Par ailleurs, à la fin janvier, le conseiller fédéral Johann N. Schneider-Ammann a organisé une première table ronde sur le franc fort avec les partenaires sociaux. Une deuxième rencontre, qui a eu lieu fin février et qui a réuni les responsables de l'Union patronale suisse, de l'Union suisse des arts et métiers, de l'Union syndicale suisse, d'economiesuisse et de Travail Suisse, a permis d'élaborer une orientation stratégique commune visant à maintenir les emplois. Parallèlement, une table ronde rassemblant l'économie privée s'est tenue le 19 février. Les participants ont arrêté une liste de dix champs d'action prioritaires, tels que le renforcement du partenariat social et du marché du travail flexible, l'allégement administratif et l'amélioration de l'accès aux marchés grâce aux accords bilatéraux et à de nouveaux accords de libre-échange. À l'occasion d'une deuxième table ronde des milieux économiques sur le franc fort, les représentants des entreprises et des organisations économiques ont réaffirmé aux instances politiques leur exigence afin qu'elles améliorent rapidement et substantiellement les conditions-cadre.

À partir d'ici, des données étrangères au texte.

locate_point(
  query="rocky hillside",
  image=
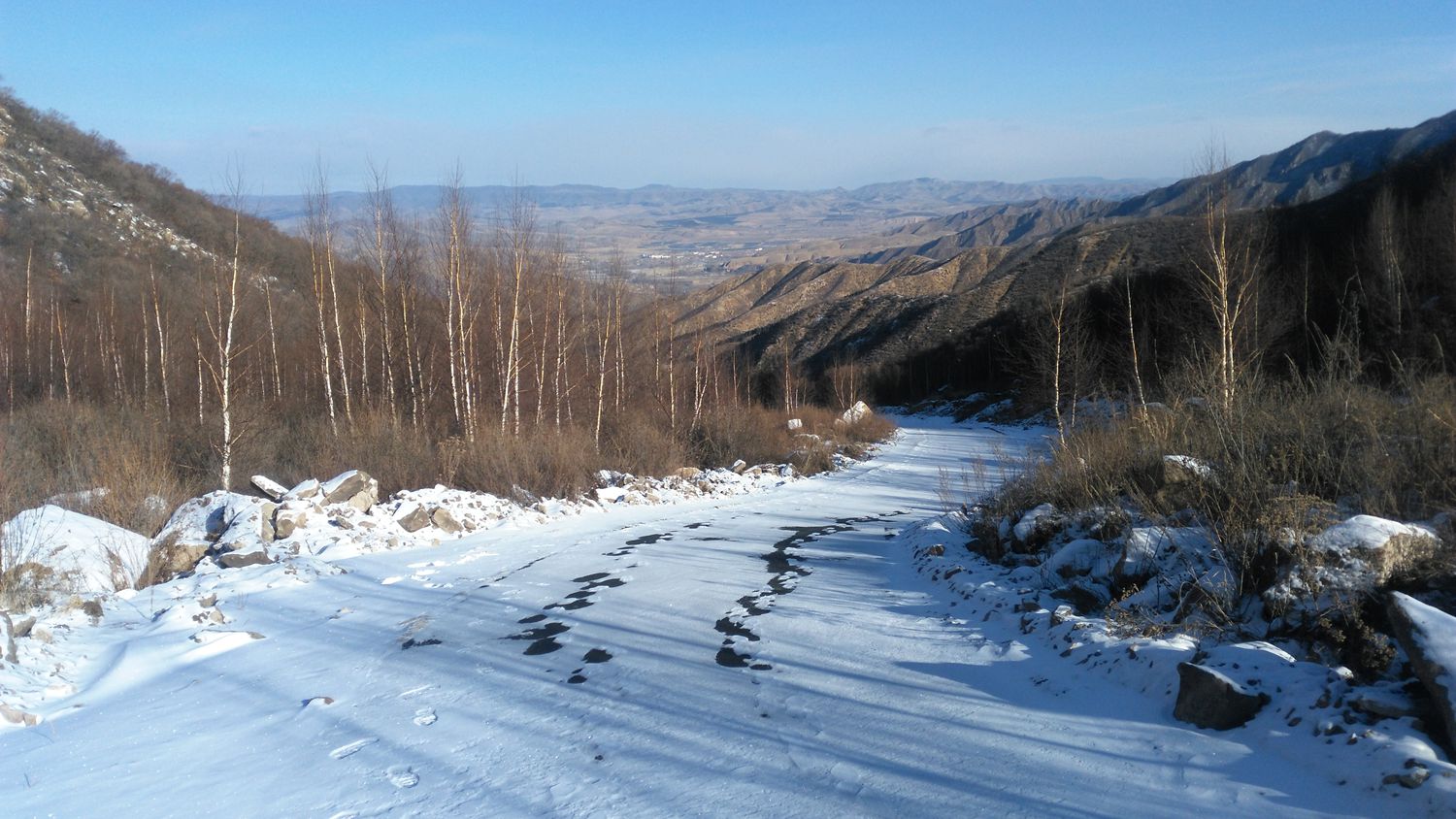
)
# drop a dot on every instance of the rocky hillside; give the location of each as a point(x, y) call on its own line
point(75, 204)
point(906, 309)
point(1310, 169)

Depuis le 27 janvier, les entreprises peuvent recourir au chômage partiel en raison du franc fort. Elles disposent ainsi d'un instrument éprouvé pour éviter les licenciements. On outre, la Commission pour la technologie et l'innovation a renforcé ses mesures d'encouragement de l'innovation en accordant, à partir d'août 2015, aux PME fortement dépendantes des exportations une exonération de la participation financière aux projets de recherche-et de développement subventionnés. Cette mesure doit bénéficier spécifiquement aux entreprises lourdement pénalisées par le franc fort. Quant aux EPF, elles ont décidé d'accélérer leurs projets dans le but de renforcer le transfert de savoir et de technologie, d'étoffer les offres de formation continue et d'intensifier les coopérations.

Le 16 juin 2015, le Groupe d'experts de la Confédération a publié ses nouvelles prévisions conjoncturelles, qui confirment en principe celles de mars dernier.

Selon ces prévisions, la Suisse devrait connaître un creux conjoncturel temporaire. Toutefois, rien ne laisse présager pour l'heure un fort ralentissement qui irait de pair avec un recul marqué de l'activité économique et une hausse prononcée du chômage. Le Groupe d'experts de la Confédération prévoit une croissance du PIB de +0,8 % pour 2015, et de +1,6 % pour 2016, de même qu'une légère progression du taux de chômage. Bien que le ralentissement conjoncturel soit modéré dans l'ensemble, certaines branches et certaines entreprises sont actuellement confrontées à des difficultés majeures en termes de compétitivité des prix.